Je la regarde courir dans le magasin, me laissant seul avec son petit monstre dont je ne sais absolument pas quoi faire.
Quelques minutes après qu'Alyssa soit entrée dans le magasin, Zuri commence à pleurer.
Merde. Peut-être que je peux juste l'ignorer et la laisser tranquille. Je suppose qu'elle finira par se rendormir ou quelque chose du genre.
Les pleurs deviennent rapidement plus forts, plus exigeants.
Putain. Bon, d'accord.
À contrecœur, je me tourne vers l'arrière, luttant pour défaire les sangles avant de la sortir du siège. Grimaçant, je la tiens maladroitement dans mes bras, et elle s'arrête immédiatement de pleurer, se blottissant contre ma poitrine.
Mon Dieu, je déteste ça. Pourquoi ne l'a-t-elle pas simplement emmenée avec elle ?
Alors que le petit monstre me regarde, je remarque que ses yeux sont les mêmes que ceux d'Alyssa. Oui, définitivement son enfant. Et malheureusement, il y a aussi un peu de l'ADN d'Isaac là-dedans.
Ses petits doigts attrapent ma chemise, et je ressens une pointe de quelque chose dans ma poitrine. Peut-être que c'est ce gros burger que j'ai mangé plus tôt qui bouche mes artères. Quoi que ce soit, je le mets de côté, jetant un coup d'œil autour du parking pour m'assurer qu'il n'y a pas de danger.

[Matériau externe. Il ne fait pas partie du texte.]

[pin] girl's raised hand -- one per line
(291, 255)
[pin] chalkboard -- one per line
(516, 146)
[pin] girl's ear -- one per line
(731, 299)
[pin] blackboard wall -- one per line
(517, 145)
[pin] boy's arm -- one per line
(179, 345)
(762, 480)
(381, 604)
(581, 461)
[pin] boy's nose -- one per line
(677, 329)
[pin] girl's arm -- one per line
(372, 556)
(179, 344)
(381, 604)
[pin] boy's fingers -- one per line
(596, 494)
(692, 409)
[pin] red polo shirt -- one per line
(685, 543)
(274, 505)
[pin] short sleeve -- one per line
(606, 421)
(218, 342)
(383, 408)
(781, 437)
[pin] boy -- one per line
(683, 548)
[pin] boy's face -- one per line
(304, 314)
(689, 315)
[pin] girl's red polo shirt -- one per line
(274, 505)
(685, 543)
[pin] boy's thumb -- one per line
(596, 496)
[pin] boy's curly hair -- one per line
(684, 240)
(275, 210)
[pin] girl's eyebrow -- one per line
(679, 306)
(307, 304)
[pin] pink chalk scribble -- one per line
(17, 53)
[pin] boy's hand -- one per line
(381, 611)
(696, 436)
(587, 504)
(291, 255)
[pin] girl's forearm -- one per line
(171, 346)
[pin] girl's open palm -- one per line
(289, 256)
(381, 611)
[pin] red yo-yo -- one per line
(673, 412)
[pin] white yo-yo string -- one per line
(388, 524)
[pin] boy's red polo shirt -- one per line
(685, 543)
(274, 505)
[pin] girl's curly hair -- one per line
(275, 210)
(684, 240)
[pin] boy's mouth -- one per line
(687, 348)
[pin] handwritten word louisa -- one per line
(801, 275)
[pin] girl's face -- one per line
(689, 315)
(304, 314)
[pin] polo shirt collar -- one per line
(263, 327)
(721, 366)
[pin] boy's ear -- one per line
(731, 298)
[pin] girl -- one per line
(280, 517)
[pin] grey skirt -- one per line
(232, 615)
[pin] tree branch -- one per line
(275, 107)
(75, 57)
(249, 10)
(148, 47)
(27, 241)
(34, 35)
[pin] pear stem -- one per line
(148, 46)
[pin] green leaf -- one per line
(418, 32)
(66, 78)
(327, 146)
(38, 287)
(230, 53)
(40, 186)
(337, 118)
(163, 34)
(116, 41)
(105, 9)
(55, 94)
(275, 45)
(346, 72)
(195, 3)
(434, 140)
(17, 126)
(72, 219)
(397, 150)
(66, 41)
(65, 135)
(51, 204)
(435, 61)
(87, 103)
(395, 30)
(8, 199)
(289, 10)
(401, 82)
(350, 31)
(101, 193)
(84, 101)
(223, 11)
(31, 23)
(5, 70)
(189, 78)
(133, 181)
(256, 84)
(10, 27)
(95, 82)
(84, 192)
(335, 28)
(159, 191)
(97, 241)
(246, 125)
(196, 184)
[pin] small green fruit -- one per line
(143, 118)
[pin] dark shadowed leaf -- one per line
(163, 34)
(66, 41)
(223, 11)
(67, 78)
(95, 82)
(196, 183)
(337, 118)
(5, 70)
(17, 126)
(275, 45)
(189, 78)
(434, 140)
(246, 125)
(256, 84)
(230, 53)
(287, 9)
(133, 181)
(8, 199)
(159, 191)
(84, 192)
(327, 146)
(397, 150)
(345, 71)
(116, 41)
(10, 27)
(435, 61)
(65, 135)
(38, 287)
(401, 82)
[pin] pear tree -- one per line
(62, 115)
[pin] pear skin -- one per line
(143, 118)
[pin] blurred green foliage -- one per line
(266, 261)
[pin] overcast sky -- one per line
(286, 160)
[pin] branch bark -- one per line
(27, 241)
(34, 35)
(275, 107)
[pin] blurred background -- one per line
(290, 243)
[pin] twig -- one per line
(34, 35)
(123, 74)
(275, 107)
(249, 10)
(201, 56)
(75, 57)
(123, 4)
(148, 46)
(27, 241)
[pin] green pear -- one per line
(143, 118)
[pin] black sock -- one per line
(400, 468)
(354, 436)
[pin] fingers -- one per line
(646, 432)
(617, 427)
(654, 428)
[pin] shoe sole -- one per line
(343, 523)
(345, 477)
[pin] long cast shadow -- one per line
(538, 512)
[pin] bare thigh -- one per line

Un gazouillis attire à nouveau mon attention, et je fronce les sourcils en la regardant. « Écoute, gamine. On peut être cool, mais n'essaie pas de te mettre en travers de mon chemin. Ta mère et moi avons des affaires inachevées que je compte régler ce soir. »
Elle babille en réponse.
« Bien. Je suis content qu'on se comprenne. »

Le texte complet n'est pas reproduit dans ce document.